Все вперемешку — богатство, нищета.
Народу — тьма. И народ другой. В Петербурге на улице всяк идет по своему делу, глядя перед собой. А тут — толкаются, орут, торгуются, хохочут. Купчина в шубе, распахнутой на брюхе, распекает приказчика. Баба волочит мешок вдвое больше себя. Мальчишки-разносчики шныряют под ногами у лошадей. Нищий на паперти. Пьяный в снегу — и никому до него дела нет, переступают, идут дальше.
И над этим — колокола.
Они били отовсюду. Слева, справа, впереди, сзади. Гулкие басы и тонкие подголоски, ближние и дальние, и не разобрать, где кончается один звон и начинается другой.
Я задрал голову.
Купола. Куда ни глянь — купола. Золотые, синие в звездах, зеленые, черные. Большие, малые, кучками по пять, поодиночке. Кресты торчали над крышами, как лес.
«Сорок сороков».
— Много у вас церквей, — сказал я извозчику.

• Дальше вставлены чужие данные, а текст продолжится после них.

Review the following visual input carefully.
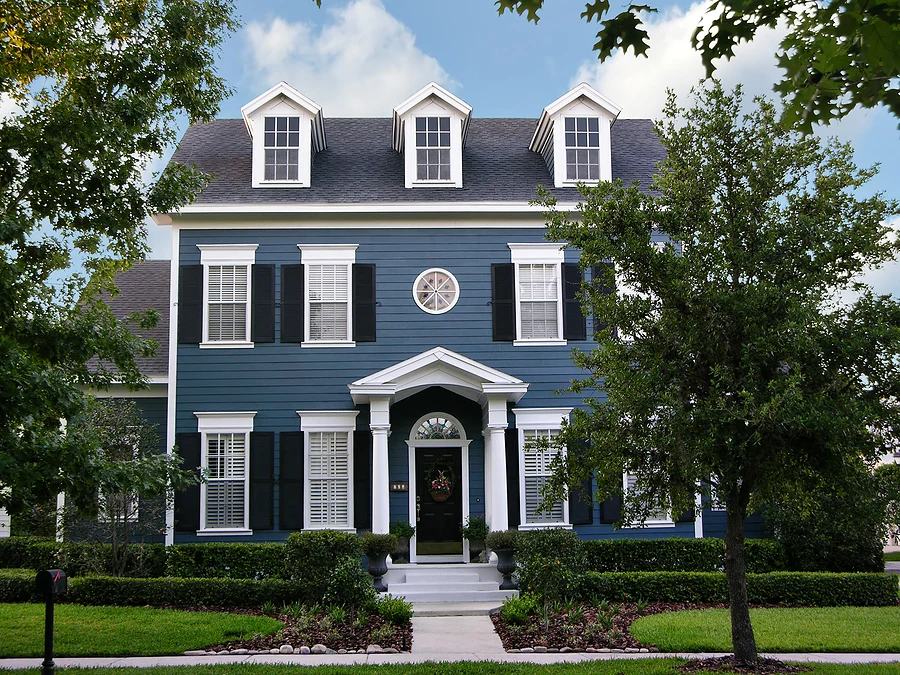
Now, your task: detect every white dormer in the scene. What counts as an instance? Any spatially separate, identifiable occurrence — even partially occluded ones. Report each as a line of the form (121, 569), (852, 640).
(528, 82), (622, 187)
(393, 82), (472, 188)
(241, 82), (325, 188)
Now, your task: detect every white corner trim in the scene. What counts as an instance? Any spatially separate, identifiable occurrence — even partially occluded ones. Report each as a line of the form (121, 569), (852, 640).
(297, 410), (359, 432)
(194, 410), (256, 433)
(507, 242), (567, 265)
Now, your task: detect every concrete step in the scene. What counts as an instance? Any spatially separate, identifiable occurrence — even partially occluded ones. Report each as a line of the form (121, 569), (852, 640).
(390, 576), (500, 593)
(388, 586), (519, 606)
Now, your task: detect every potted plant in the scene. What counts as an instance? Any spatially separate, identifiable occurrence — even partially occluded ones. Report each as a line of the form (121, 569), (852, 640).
(484, 530), (519, 591)
(459, 516), (488, 562)
(391, 520), (416, 563)
(362, 532), (397, 593)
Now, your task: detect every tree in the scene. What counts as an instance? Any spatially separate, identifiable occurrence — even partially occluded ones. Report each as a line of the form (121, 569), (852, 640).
(65, 398), (197, 576)
(495, 0), (900, 131)
(0, 0), (235, 513)
(542, 83), (900, 662)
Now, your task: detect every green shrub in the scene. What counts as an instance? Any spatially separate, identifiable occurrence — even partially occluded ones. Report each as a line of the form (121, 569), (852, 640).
(362, 532), (397, 558)
(375, 594), (413, 626)
(582, 537), (786, 574)
(516, 528), (586, 600)
(500, 594), (538, 626)
(284, 530), (362, 602)
(166, 542), (286, 579)
(60, 577), (311, 608)
(581, 572), (897, 607)
(322, 558), (377, 609)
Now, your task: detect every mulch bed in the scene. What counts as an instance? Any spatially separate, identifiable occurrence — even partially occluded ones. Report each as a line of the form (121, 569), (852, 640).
(491, 602), (727, 652)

— А как же. — Борода не обернулся. — Москва, ваша милость. У нас на всякой улице по храму, а то и по два. Кто побогаче — тот себе церковь и ставит, для души. Купчина, он ведь как: полжизни ближнего обдирает, а на старости лет храм отгрохает — и вроде как расчелся с Богом.
Я хмыкнул.
«Расчелся. Ишь, как просто. Наворовал — построил — и чист».
— А в Питере вашем, сказывают, все по линеечке? — Извозчик обернулся, глянул хитро.
— По линеечке.
— То-то. — Он причмокнул лошади. — Скушно, поди.
Я лишь хмыкнул.
Сани вывернули, и я увидел стену. Сначала не понял, что это. Долго тянулась справа — высокая, зубчатая, с башнями. А потом сообразил.
Кремль.
Я подобрался, вгляделся — и обомлел.
Потому что стена была не красная.
Она была… облезлая.
Побелка, некогда покрывавшая ее, теперь сходила и отваливалась пластами, обнажая кладку. Стена стояла пятнистая, пегая, в грязно-белых потеках. Из-под известки проступал кирпич — и не тот густой, пунцовый, каким его рисуют, а теплый, оранжеватый, выгоревший, как старая черепица.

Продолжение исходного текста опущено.